Ay, mi niño..., ay, mi niño, que me lo come. Me lavo los dientes, la cara y, sin ducharme, por las prisas, me pongo el pantalon de algodón que llevaba ayer, me calzo mis botas de andar por casa, cojo mi móvil y salgo a toda leche de la
habitación.
Antes de bajar, paso por la habitación de Mike para ver si está y, al abrir, me quedo boquiabierto al verlo a él y a Kook sentados en la cama hablando.
—¿Qué ocurre? —pregunta mi amor, levantándose alarmado al ver mis prisas.
Con el corazón a punto de salírseme por la boca, entro en el cuarto y murmuro cerrando la puerta:
—Nada.
Kook vuelve a sentarse en la cama y, tras observarme con detenimiento, dice:
—¿Acaso crees que lo voy a matar?
Joder..., joder... ¿Cómo puede conocerme tan bien?
Sin embargo, sonrío disimulando y, mientras miro a Mike, que tiene una pinta desastrosa, pregunto:
—¿Cómo te encuentras?
El crío me mira y veo en sus ojos que Kook ya le ha cantado las cuarenta.
—Bien —dice.
Mi alemán coge mi mano, me sienta sobre sus piernas y, cuando voy a decir algo, Mike sisea:
—min, papá ya me ha dicho todo lo que tenía que decirme.
¡Ay, madre!
Se me encoge el alma.
Mike lleva sin llamarme min desde que nació el pequeño Kook y, cuando voy a decir algo, mi amor se levanta y, cogiéndome con fuerza de la mano, dice:—
Mike, vístete y luego baja.

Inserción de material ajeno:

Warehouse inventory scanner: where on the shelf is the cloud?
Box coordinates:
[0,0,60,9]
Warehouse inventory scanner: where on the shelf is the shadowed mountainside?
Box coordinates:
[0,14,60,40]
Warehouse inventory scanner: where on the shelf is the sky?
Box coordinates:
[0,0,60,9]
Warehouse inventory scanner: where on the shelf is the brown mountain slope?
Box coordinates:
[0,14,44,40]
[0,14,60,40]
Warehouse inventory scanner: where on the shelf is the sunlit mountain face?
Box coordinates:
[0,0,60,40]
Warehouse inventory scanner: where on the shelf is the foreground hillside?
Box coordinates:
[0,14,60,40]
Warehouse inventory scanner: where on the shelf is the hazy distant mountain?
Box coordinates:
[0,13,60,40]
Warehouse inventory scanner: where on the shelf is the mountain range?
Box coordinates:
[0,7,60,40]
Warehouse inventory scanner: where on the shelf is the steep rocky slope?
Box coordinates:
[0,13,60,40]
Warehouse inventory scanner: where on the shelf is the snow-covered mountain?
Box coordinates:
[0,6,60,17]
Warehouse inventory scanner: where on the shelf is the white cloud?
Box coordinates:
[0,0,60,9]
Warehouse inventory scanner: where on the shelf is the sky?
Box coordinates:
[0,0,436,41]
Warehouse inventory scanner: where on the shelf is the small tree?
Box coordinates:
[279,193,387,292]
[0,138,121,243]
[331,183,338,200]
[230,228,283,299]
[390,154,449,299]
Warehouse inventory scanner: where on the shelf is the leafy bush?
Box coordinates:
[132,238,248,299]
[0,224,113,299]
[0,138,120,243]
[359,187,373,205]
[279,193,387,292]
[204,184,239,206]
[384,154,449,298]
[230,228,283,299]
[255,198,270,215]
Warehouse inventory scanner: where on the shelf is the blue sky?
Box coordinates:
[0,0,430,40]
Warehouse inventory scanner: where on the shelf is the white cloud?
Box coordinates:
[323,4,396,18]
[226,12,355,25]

Hoy vas a bañar a Bam y Camaron. —Al oír eso, el niño se dispone a replicar, pero Kook lo corta—: Y, como ya te he dicho, no quiero ni una sola protesta, ¿entendido?
Todavía sorprendido por lo que Mike ha dicho, salgo al pasillo con Kook y él; al ver mi desconcierto, dice sin soltarme:
—Cariño, respira tranquilo. ¿Qué te ocurre?
Hago lo que me pide y, cuando expulso el aire, murmuro:
—Me ha llamado min, Kook... No me ha llamado «mamá».
Veo que asiente y sacude la cabeza.
—Tranquilo. Mañana te volverá a llamar «mamá».
Como puedo, digo que sí, pero igual que me ocurrió años antes, el corazón se me acaba de descuajeringar al sentir que mi mexicano alemán está dejando de quererme.
Decido ir a dar saltos con la moto, pero Mike no quiere venirse conmigo. Cuando regreso, estoy hambriento, abro la nevera, veo uno de los paquetes de kimchi del rico que mi padre me envía y me pongo morado. ¡Dios, qué bueno está!